L'Allemagne a confirmé son refus d'une solidarité étendue au sein de la zone euro. Cette attitude ne reflète pas seulement la doctrine de ses dirigeants mais l'attitude d'une opinion publique particulièrement remontée à l'encontre des pays du Sud qualifiés peu aimablement de PIGS (Portugal, Italie, Grèce, Espagne). Curieusement, l'euro, en soulignant la divergence de gouvernance et de culture économiques, jadis neutralisée par les changements de parité, alimente les rancoeurs entre les pays de la zone. Moins assuré qu'on le croit à l'extérieur, le gouvernement d'Angela Merkel est obligé d'en tenir compte.

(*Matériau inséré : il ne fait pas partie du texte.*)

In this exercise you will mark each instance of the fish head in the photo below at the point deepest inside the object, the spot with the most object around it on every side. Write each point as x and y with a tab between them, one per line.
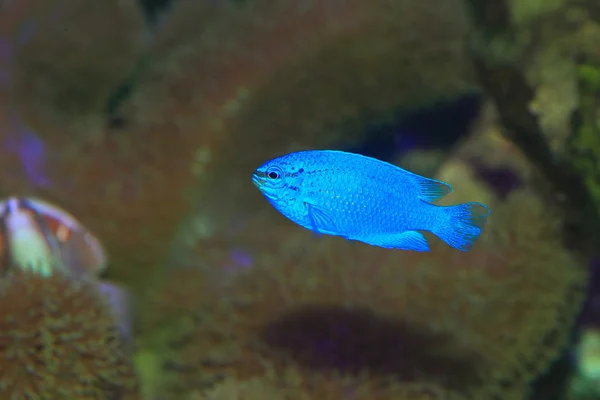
280	180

Des problèmes apparaissent dans d'autres pays comme le Portugal, lequel, une semaine après une grève massive des fonctionnaires, a vu sa notation dégradée.
Enfin, comment ignorer qu'il y a loin des engagements de rigueur du gouvernement grec à leur réalisation ? Les mêmes causes qui ont entraîné la dérive des finances publiques de ce pays (guère plus graves en soi que celles de beaucoup de pays de la zone euro ou de l'Angleterre) vont rendre difficile leur redressement. Quand un coureur de marathon a pris un large retard par rapport au peloton de tête, il est vain d'attendre que le volontarisme lui permettra de revenir en fin de course. Comment espérer d'ailleurs que les Grecs consentent un effort que notre gouvernement n'ose même pas demander aux Français, alors que, plus faibles, les Grecs voient ces efforts grevés par les marchés d'un intérêt plus lourd sur leurs emprunts ?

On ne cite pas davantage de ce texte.